KBO Model Day 3: KBO Home Field Advantage Update and Starting Pitchers

Note: I’ve fixed an issue with the scraper that didn’t include double headers. You can see the updated KBO home field advantage here.

Yesterday I took a crack at finding the KBO’s home field advantage as an input into my KBO prediction model. I had hoped to find a unique value for the league’s home field advantage to bake into my model. Unfortunately, after grabbing results from that last 4 years, it turns out that the leagues home field advantages was the same as the MLB number I had used a placeholder. For some reason my scraper would die in the 2015 season.

I did some debugging and realized that there was just a single game that had a bad data layer that the parser could deal with. After hard coding it to skip that game, I was able to compile records for that last 10 seasons.

SeasonHome Team WinsVisiting Team WinsTotal GamesHome Field Advantage

Whoa! So while over the last four seasons, the KBO home field advantage has been around 8%, over the last decade it’s less than 5%! And at the beginning of that span, it was negligible! Graphically, here’s each year’s HFA, and the cumulative HFA since the beginning of the sample:

KBO Home Field Advantage, 2010-2019

KBO Home Field Advantage, 2010-2019

The home field advantage has been steadily climbing. While I could probably go further back, I’m not sure it would be useful for my model, which is what I really care about here. And given the shape here, I’ve decided to weigh the last 3 years at 3x, previous 3 at 2x and first 4 at 1x. My new HFA constant is 6.67%.

For today’s games, I factored that new HFA in. The model had 2 games with about a 10% disagreement with the market, and 3 games with less than a 3% disagreement. I opted to play the top 2, but looked at the starting pitchers first. I did this manually as I still don’t have a bottoms up way to factor in individual players. My “eye-ball” test said I should stick with the home dog Samsung Lions over the Kia Tigers. However, I liked the pitcher better for the LG Twins, so I went against the model and bet against the NC Dinos.

The results: 1-1. Would have been 2-0 if I would have stuck with the NC Dinos, and 4-1 if I would have played all 5 of the model’s recommendations.

Since the games happen at 5:30, I’ve been checking them out bleary-eyed around 6 AM when my 6 year-old burst through the door. I’m starting to get a sense that runs happen in bunches in the second half of the game. Perhaps starting pitchers are less important than I thought. Perhaps starters are less significant in KBO than in the MLB? There are lots of theories like this to develop and test.

Since I have the data saved in JSON files thanks to my scraper, I was be able to whip up a quick analysis of runs by inning over time, re-using the code I wrote to determine the home field advantage, as well as the length of an average start.
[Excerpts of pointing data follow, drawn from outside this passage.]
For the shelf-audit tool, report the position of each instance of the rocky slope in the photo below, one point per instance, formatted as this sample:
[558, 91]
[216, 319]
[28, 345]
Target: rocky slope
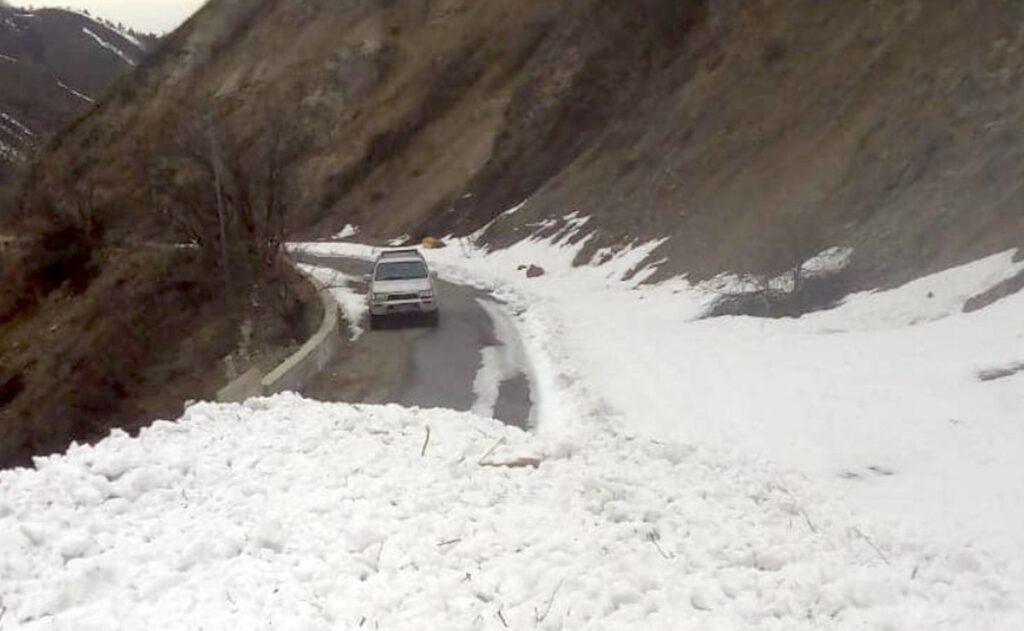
[747, 132]
[54, 66]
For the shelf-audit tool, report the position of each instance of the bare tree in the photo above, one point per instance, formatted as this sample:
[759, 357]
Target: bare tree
[228, 193]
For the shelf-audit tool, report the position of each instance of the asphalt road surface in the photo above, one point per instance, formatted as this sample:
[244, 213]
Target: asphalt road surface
[472, 362]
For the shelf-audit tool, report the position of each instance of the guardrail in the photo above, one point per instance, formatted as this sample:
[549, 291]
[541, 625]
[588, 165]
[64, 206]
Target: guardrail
[297, 370]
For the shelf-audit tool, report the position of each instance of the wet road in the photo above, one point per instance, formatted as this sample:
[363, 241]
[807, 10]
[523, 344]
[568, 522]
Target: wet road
[472, 362]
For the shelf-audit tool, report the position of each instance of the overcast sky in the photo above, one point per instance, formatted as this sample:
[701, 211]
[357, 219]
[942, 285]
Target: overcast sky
[150, 15]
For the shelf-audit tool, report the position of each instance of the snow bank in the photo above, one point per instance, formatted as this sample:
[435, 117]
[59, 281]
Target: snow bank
[109, 46]
[879, 402]
[344, 289]
[291, 514]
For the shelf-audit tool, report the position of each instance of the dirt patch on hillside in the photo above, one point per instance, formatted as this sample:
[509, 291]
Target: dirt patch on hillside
[127, 343]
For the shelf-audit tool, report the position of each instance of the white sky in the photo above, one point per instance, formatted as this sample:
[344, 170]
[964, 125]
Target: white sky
[148, 15]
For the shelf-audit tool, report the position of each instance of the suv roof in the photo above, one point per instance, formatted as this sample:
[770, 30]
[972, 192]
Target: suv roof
[400, 253]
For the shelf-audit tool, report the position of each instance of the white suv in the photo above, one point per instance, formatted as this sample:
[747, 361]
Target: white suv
[401, 284]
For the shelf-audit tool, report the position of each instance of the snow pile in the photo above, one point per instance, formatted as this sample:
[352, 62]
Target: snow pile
[291, 514]
[109, 46]
[76, 93]
[879, 402]
[346, 292]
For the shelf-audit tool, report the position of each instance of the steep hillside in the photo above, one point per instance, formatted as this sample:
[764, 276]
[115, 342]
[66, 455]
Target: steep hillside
[745, 132]
[54, 65]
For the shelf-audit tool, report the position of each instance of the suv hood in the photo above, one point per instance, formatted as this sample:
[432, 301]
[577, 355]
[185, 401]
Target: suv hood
[400, 287]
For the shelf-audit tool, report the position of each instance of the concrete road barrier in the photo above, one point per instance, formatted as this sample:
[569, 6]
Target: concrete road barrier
[299, 369]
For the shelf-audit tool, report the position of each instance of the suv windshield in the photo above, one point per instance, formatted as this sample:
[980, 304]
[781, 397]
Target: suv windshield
[400, 270]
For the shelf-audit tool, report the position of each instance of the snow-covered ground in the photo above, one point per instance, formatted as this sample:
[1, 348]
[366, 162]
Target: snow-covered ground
[109, 46]
[879, 402]
[843, 470]
[285, 513]
[344, 289]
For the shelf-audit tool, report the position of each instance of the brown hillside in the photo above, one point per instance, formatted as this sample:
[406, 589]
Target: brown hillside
[728, 126]
[54, 65]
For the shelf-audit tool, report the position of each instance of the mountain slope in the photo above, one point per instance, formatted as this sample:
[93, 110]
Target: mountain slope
[54, 65]
[745, 132]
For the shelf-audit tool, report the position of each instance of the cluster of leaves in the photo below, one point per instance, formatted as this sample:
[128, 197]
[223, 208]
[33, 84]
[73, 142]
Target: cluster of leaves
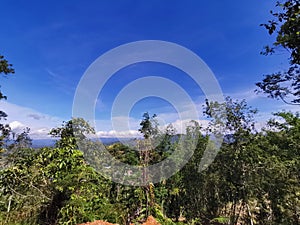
[284, 85]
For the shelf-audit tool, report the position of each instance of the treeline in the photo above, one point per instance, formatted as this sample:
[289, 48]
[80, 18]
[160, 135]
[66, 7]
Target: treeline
[254, 178]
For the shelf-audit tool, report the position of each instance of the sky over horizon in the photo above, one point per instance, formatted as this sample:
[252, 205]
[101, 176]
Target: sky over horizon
[52, 43]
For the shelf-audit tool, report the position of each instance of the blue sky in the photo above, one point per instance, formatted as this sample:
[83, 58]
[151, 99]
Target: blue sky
[52, 43]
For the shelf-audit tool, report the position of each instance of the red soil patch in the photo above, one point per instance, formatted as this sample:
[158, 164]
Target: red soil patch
[150, 221]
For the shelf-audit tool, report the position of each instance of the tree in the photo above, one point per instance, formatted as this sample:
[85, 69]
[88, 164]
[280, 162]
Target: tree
[284, 85]
[5, 68]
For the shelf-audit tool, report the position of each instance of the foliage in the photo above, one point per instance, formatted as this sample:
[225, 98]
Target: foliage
[285, 24]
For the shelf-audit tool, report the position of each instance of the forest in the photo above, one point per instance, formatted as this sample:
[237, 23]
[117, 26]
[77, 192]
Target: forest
[254, 178]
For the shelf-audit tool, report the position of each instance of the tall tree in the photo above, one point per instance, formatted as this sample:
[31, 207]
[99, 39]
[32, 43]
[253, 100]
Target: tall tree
[284, 85]
[5, 69]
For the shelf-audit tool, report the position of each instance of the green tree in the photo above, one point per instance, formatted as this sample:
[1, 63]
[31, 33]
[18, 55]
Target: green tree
[284, 85]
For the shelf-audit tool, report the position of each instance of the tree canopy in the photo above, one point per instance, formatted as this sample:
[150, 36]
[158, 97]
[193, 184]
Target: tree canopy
[285, 24]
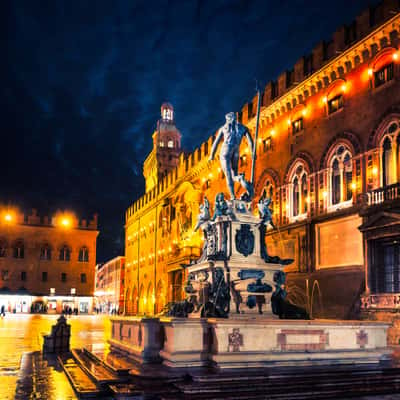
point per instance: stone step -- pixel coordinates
(115, 362)
(294, 387)
(94, 368)
(82, 383)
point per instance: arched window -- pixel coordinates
(387, 162)
(83, 254)
(45, 252)
(341, 177)
(65, 253)
(298, 195)
(3, 248)
(18, 249)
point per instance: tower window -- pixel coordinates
(384, 75)
(335, 104)
(297, 125)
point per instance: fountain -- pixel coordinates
(236, 325)
(237, 314)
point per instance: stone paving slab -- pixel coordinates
(41, 378)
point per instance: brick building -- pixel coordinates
(328, 156)
(109, 286)
(46, 264)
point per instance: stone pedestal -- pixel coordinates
(139, 337)
(250, 343)
(185, 342)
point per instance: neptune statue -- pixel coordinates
(232, 133)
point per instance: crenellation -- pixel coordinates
(338, 41)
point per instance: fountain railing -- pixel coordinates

KBO Runs Scored by Inning, 2010-2019

KBO Runs Scored by Inning

Percent of KBO Runs Scored by Inning, 2010-2019

Percent of KBO Runs Scored by Inning

Over the last 5 years, starters have averaged just a shade over 5 innings per game in the KBO. Over that same period, the first 5 innings have accounted for an average of 58.5% of scoring. Seems valuing starting pitchers will still be an important input to the model.

Luckily, I just saw this morning that Fangraphs now has player level ZiPS projections. I’ll dig into that later today as well.